Credo di sì. I miei messaggi sono spesso indigesti per alcuni ma non penso sia colpa loro! Sono responsabile di ciò che dico, per cercare di rendere con semplicità un messaggio complesso. E molte persone dimostrano di apprezzare lo sforzo.

Per molti infatti sei un guru dal quale avere indicazioni di vita...
Il mio ruolo è di cantastorie e di compositore. Sono una persona che cerca di tenere alto lo spirito della gente, a dispetto del caos intorno a noi. E' vero, a volte mi sento dire: 'Cosa posso fare per cambiare ciò che non va nel mondo?'. Non saprei proprio! So però che è importante relazionarsi con gli altri, interagire, trovare risposte insieme agli altri perché ognuno deve avere il proprio ruolo.

Come vivi questi momenti, considerando che l'album è un manifesto di antimilitarismo?
Con dolore, come tutti. L'unica, vera guerra da fare è proprio al militarismo. L'America vuole scioccare il mondo per uccidere, quando dovrebbe stupire con l'amore e la giustizia sociale. La guerra all'Iraq non è iniziato a marzo, ma 30 anni fa. Il nostro lavoro di oggi è quello di prevenire le guerre dei prossimi 30 anni. 

Le dodici tracce rivelano un percorso che parte da Michael Franti e poi guardano il mondo. Ne esce la tua filosofia. La prima: 'What I be'. 
Esprimo il mio essere, le cose che credo di aver fatto meglio. Tornando a Marley: non era certo perfetto, ma la sua musica ci dice che possiamo migliorare, anche con i nostri aspetti negativi. Credo che la musica, che certo non cambia il mondo dal giorno alla notte, può aiutarci però ad arrivare a domani, a farci vivere le emozioni.

'We don't stop': non bisogna smettere di..
Ribellarsi, combattere, mollare, combattere per il denaro. Anche se il mondo va così non significa che dobbiamo arrenderci.

'Everyone deserves music' e 'Never too late': a chi si rivolgono?
A tutti: ai nemici, alle persone che abbiamo vicino e di cui neanche ci accorgiamo. Non è mai tardi per un nuovo inizio, per non avere paura.

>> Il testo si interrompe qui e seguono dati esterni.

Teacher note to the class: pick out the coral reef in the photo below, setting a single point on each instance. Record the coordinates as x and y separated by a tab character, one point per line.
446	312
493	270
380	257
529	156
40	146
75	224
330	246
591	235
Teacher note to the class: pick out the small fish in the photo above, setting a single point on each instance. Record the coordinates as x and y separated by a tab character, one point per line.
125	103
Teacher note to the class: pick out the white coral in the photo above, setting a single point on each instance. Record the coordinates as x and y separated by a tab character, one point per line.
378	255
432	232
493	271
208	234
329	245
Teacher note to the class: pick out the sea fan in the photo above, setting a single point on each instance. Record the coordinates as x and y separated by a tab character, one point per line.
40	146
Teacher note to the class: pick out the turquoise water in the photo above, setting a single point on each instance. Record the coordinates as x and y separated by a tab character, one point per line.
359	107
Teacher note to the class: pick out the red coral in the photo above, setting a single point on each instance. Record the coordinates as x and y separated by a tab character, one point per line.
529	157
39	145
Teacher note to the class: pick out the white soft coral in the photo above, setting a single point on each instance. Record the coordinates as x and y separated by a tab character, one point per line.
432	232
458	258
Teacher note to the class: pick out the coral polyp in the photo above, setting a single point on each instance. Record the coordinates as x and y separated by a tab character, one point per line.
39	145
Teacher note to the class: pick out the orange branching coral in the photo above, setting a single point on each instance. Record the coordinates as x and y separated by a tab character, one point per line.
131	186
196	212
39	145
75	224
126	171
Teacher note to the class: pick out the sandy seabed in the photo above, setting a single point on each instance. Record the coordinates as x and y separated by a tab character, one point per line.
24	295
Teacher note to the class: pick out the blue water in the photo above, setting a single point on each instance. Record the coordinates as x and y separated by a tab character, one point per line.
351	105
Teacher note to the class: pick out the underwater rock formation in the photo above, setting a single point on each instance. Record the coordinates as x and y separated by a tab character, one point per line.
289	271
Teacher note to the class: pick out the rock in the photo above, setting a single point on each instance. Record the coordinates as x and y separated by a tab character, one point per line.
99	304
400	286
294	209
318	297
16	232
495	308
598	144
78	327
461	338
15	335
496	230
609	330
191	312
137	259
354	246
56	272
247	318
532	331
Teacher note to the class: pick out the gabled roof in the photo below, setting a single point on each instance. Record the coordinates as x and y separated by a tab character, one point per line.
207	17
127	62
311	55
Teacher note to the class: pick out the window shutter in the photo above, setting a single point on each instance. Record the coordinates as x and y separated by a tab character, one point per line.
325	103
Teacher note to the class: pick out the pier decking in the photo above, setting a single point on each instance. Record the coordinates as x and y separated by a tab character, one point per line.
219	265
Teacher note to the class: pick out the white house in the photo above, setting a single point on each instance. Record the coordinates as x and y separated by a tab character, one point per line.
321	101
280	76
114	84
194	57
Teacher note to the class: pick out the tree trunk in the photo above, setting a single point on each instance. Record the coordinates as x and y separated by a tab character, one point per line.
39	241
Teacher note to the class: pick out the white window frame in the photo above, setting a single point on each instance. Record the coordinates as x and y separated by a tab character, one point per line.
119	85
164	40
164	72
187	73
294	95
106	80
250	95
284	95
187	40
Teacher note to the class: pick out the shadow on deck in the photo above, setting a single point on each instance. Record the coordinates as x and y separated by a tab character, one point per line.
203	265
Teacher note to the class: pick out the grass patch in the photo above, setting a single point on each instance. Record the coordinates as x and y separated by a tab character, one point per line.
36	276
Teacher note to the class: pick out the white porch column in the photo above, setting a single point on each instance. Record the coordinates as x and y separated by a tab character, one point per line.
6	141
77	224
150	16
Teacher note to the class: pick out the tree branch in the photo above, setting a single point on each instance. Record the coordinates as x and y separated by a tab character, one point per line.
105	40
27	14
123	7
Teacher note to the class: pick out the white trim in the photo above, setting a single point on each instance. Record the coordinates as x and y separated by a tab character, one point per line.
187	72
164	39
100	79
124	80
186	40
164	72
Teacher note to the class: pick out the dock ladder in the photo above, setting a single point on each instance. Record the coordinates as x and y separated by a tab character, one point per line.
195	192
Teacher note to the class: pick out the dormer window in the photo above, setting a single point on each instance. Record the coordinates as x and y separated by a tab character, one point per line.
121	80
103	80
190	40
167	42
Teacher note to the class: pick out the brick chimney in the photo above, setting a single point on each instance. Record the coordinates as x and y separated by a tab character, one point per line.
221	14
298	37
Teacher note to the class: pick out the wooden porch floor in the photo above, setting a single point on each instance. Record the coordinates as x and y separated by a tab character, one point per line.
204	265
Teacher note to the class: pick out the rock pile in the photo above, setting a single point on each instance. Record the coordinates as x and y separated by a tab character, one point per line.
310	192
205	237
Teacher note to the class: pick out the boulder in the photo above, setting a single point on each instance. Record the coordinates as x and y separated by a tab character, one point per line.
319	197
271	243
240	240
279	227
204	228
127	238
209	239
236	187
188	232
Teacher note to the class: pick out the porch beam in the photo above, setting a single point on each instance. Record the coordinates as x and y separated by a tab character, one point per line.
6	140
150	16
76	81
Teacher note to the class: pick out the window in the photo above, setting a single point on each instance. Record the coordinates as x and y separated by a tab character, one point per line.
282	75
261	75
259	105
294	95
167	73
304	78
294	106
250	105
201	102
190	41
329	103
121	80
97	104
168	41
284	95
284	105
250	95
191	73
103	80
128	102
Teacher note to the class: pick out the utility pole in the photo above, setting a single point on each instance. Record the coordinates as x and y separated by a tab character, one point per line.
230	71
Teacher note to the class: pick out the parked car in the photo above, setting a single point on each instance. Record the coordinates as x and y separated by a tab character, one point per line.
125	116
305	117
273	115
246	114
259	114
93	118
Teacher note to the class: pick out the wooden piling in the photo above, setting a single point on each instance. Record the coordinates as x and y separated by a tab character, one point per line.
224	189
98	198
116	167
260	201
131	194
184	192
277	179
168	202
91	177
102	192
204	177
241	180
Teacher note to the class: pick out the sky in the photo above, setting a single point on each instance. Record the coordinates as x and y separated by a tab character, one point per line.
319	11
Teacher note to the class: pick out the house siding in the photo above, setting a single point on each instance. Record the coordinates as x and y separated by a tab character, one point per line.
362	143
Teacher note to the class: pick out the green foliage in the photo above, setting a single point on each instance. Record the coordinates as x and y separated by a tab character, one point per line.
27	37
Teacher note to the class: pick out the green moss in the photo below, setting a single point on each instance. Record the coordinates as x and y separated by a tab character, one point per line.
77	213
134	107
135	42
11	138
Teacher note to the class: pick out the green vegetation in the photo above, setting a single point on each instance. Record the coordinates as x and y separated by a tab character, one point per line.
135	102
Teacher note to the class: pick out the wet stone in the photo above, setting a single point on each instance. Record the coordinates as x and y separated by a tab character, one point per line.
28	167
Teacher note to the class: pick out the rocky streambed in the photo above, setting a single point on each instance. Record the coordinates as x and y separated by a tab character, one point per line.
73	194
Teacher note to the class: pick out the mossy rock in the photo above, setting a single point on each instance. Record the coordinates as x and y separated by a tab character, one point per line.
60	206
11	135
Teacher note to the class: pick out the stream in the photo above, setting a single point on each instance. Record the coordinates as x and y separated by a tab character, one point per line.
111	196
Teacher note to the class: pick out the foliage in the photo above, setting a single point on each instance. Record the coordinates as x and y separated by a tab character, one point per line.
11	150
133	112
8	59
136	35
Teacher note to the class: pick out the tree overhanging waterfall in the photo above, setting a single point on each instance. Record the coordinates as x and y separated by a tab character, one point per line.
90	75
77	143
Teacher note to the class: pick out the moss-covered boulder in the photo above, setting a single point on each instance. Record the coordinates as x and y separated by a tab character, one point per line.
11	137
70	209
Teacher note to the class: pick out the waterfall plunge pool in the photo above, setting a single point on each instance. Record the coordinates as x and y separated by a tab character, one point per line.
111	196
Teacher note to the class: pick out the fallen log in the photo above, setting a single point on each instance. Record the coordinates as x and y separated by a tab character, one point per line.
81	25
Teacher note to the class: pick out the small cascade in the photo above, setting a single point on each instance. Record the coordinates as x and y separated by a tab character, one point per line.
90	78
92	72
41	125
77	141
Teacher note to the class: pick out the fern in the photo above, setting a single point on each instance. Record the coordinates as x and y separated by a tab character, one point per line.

Molti brani sono sull'amore: 'Pray for grace', 'Love, will did you go away?', 'Love invincible'.
Prego perché sono un soldato ma ho paura, e chiedo aiuto per risollevare il cuore; chiedo aiuto perché l'amore non se n'è andato, siamo noi che l'abbiamo lasciato. Tutto dipende sempre da noi. Hanno ragione i buddisti: pensiero giusto, azione giusta.

I tuoi messaggi sono carichi di spiritualità... 
Dio è amore, chiunque sia. Pratico meditazione e yoga, e questo cresce la mia spiritualità, ma se vuoi essere guerriero di pace Cristo, Gandhi, Martin Luther King, Che Guevara hanno diffuso messaggi di amore sublime.

Per questo l'immagine dell'album è anche un segno di vittoria?
L'immagine è prima di tutto di pace e di compassione verso gli altri: c'è un pugno che stringe forte un fiore, è l'immagine della violenza dell'amore. Alzo le braccia in segno di vittoria, ma è un modo per gridare di più 'Potere ai pacifisti'.

In 'Chocolate Supa Highway' dicevi 'Se non ricordi il passato, dimenticherai il futuro': ne sei ancora convinto ?
Assolutamente. Non si può vivere senza coscienza storica.